February 20, 2009

Things I never said until I became Mom

1. Did you wipe your butt?

2. Stop smearing ketchup all over the table.

3. Stop sitting on the cat.

4. No, don't eat your blanket.

5. Quit picking your nose.

6. No, no, don't rip off the wallpaper.

7. Isaiah, don't grab Jacob's penis. (yes, at bathtime one night, Jacob was getting dressed and Isiah was getting undressed for the bath, and he happened to notice Jacob's stuff. I caught him as his little hand was reaching.

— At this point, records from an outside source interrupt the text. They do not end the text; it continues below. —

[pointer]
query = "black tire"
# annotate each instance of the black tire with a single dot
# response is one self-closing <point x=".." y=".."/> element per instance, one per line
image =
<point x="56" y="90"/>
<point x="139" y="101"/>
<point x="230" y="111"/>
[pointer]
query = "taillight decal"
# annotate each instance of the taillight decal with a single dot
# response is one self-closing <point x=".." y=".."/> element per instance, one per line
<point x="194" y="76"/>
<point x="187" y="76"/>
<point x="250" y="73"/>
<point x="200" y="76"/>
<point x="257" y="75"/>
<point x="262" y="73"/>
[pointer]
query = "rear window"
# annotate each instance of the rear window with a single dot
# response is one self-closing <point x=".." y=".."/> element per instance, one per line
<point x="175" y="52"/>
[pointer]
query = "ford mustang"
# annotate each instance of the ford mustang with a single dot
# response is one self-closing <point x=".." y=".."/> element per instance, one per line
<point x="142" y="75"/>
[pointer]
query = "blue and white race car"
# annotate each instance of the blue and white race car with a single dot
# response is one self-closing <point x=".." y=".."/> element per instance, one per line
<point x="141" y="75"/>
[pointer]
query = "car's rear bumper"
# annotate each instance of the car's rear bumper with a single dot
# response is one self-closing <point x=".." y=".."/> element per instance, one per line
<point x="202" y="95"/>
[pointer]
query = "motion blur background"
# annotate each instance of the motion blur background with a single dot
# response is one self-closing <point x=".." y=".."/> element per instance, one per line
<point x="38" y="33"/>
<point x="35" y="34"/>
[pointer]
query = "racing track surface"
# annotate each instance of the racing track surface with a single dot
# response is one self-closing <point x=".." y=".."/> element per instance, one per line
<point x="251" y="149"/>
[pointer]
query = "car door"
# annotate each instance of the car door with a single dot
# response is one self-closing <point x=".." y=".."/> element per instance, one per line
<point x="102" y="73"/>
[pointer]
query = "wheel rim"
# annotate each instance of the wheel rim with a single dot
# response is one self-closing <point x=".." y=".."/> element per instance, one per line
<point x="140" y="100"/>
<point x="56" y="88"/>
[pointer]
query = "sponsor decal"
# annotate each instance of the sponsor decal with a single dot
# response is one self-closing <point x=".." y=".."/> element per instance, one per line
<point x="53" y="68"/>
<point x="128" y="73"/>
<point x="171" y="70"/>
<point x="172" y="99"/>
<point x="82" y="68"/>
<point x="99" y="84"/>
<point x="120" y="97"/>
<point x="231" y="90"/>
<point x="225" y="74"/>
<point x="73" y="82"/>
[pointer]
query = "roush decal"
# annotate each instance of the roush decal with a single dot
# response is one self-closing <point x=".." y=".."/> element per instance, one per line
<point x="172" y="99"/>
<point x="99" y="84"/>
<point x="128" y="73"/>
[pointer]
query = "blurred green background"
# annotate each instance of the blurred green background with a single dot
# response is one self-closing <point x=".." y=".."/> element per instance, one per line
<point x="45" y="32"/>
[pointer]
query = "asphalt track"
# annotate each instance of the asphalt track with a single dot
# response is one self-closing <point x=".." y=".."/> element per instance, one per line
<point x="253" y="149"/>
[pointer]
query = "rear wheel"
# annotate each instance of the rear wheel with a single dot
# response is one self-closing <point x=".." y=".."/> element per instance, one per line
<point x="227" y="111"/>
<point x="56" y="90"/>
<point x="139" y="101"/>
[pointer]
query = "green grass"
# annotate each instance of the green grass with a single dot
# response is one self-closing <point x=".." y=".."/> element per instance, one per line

Could have been a bad situation had he gotten a hold of Jacob!)

8. Don't put toys down your pants.

9. Quit eating those nasty asian beetles.

10. Get your clothes back on.

11.. Don't ever again color on the baby with markers.

12. (me to Husband immediately after returning home from the grocery store.) Okay, I need to wash my jeans right now because the baby had a huge booger hanging out and I could'nt let him eat it, so I had to wipe it off with my finger because I had NOTHING else, no wipes, no tissues, nothing and wiped it on my jeans.


Prisca: said...

Thanks for the laugh--how very true!

AwkwardMoments said...

this is hilarious

Morgan said...

I've caught myself saying "don't stick your tongue up your nose!" a lot lately. Ew!

Anonymous said...

"don't sit on your brother!!"

"you leave his poop poos alone!"

"get out of the toilet water!!!!"


Pregnant Jane @ HisBoysCanSwim said...

This is the funniest thing I've read in a while! What a good laugh!!